The IAEA's clueless commissar Mohamed El Baradi recently contradicted all his previous statements by revising his estimates,saying that Iran is now only six months to a year from having nuclear weapons.And the Iranians themselves just tested the latest version of their Shehab 3 ballistic missile, which can carry a one ton payload, has a range of over 1200 miles and could easily hit Israel.

If you were the Israelis, would you wait until those missiles had nuclear warheads?

That, of course is essentially the difference between the US and Israeli positions.Israel faces an existential threat in the near term.The threat to the Great Satan from Iran will come later, although not so much later as we might think.

What would make the most sense would be for the US and Israel to cooperate in destroying Iran's nuclear infrastructure, especially since the US is going to be blamed by Iran regardless of whether it participates or not, but that scenario is fairly unlikely.

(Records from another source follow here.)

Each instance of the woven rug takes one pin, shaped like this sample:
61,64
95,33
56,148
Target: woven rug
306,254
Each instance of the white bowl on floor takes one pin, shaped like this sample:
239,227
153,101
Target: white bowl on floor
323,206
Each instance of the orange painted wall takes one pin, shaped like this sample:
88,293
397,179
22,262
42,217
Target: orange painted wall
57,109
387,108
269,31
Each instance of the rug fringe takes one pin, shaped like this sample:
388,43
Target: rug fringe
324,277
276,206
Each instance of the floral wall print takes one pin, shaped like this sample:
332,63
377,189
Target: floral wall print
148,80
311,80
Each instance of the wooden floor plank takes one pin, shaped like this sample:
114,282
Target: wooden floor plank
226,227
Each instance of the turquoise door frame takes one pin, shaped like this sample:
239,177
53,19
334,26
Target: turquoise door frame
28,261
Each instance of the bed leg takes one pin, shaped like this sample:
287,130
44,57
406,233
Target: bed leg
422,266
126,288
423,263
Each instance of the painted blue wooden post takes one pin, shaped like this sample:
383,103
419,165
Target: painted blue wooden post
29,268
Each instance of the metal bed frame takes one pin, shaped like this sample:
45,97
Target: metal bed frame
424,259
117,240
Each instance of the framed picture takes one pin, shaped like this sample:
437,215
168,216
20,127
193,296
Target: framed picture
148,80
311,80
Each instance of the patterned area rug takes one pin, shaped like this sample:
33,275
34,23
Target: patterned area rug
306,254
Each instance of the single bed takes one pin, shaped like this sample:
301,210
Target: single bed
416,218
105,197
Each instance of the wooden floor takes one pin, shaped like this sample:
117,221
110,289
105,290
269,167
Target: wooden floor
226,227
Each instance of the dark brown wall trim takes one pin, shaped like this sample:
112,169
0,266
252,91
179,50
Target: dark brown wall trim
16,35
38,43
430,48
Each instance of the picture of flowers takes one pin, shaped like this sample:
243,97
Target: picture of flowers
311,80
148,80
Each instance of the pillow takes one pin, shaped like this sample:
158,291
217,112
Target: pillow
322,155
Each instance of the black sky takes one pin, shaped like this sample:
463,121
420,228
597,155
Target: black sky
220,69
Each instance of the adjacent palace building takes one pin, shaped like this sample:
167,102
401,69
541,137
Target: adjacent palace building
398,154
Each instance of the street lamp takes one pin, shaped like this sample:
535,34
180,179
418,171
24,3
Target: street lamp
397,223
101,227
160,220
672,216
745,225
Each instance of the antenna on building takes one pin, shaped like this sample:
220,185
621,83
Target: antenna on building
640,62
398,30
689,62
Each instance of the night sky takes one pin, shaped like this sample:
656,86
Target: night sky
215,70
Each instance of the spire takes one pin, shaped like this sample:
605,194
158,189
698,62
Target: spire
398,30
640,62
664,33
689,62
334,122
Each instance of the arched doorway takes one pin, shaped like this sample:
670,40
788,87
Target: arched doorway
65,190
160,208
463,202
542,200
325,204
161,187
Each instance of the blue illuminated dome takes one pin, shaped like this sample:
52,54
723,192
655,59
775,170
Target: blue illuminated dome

The US could pull off a strike far easier than the Israelis could, and destroy a great deal more of Iran's nuclear infrastructure, but doing so would cause President Bush incredible political fallout here at home from the Democrats here in Congress.They'd go berserk. If it happens at all, I would look for it in the period after the election, especially if Barack Hussein Obama is going to be our next president. Doing it in that time frame would give the president a rough month or two but not cause him any problems with impeachment.

As for the Israelis, I'd give it the same time frame if nothing changes between now and then - between November and December. If Obama is slated to be the next president, you can up the odds on an Israeli strike on Iran considerably. By then the Israelis will also have gone to elections, ridding itself of the poisonous abscess of the Olmert government. All indications favor a center right coalition, most likely made up of Likud, Israel Beiteinu and the NRP, with Binyamin Netanyahu as the next Israeli Prime Minister.

After elections, with a new Knesset, new leadership and a new security cabinet, the Israelis will be a in a much better position to do what they will likely need to do.



1 comment:

  1. Anonymous8:59 PM

    Saudis are very interested in Israeli raid, for their own reasons (affraid that their shia't minority may become restless if Iran's influence in region increases). They are already in contact with Israelis and semi-officially, they display a degree of enthusiasm for the potential raid. Look at the map, find Israel and then Bushehr and Natanz.
    See the following pic: news.bbc.co.uk/nol/shared/bsp/hi/image_maps/06/1137000000/1137424560/img/iran_nuclear1_416.gif
    Connect the dots.
    Iran would expect the northern route, with a sweep to south.